Drewniane krzesło, na którym usiadłem, było twarde jak cholera i było mi cholernie niewygodnie. Prokurator zaczął zadawać mi pytania.

- Panie Bieber, gdzie był pan w nocy z 19 na 20 marca 2011 roku? – Oczywiście próbował mnie o coś oskarżyć.

Westchnąłem. – Byłem na imprezie…

Prokurator pokiwał głową, przechadzając się w tę i z powrotem.

- Imprezie u Brada Hayden’a?

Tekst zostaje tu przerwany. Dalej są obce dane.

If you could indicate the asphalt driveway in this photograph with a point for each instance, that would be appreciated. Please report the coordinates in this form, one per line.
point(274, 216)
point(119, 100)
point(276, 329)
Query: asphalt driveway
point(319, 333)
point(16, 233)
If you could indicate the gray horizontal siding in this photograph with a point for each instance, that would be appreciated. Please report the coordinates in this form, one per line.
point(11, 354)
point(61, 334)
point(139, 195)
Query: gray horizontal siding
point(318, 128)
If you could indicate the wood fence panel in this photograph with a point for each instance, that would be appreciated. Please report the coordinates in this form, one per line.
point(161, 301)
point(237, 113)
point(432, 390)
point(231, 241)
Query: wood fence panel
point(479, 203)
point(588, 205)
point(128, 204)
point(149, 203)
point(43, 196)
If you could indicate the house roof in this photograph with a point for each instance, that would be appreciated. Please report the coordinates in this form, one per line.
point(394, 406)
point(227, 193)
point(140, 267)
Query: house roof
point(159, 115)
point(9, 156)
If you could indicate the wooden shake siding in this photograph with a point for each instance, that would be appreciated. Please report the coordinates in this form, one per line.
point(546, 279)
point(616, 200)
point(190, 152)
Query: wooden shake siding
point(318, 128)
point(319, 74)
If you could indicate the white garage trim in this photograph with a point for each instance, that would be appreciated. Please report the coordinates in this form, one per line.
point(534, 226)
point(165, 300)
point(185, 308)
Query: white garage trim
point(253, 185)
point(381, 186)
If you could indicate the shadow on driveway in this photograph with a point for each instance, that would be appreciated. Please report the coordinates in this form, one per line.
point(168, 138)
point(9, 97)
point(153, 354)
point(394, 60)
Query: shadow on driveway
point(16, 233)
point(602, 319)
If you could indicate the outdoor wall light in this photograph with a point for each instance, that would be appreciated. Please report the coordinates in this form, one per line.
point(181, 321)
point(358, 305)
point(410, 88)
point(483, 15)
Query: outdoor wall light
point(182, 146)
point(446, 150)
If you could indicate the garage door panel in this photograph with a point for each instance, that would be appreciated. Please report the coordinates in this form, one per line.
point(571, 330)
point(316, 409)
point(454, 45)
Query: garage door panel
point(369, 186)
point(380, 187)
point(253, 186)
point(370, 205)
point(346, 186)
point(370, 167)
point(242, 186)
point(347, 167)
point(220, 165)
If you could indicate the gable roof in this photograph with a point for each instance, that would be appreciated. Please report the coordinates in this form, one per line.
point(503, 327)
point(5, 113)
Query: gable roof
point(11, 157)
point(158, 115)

Tak?

Odpowiedziałem skinieniem głowy, mamrocząc „tak”.

Poprawiłem moją skórzaną kurtkę, gdy zbliżył się do ławy. – Czy wie pan, że wszyscy uczestnicy imprezy zostali zamordowani tej samej nocy?

Nie pozwól im się do ciebie dostać, kłam, kłam, kłam.

- To było tragiczne – westchnąłem. – Musiałem iść do domu wcześniej, bo miałem gdzieś jechać następnego dnia, a rano zszedłem na dół i przeczytałem o tym w wiadomościach.

Doskonale, J, dobra robota.

Uśmiechnąłem się do siebie. Zawsze byłem świetnym kłamcą.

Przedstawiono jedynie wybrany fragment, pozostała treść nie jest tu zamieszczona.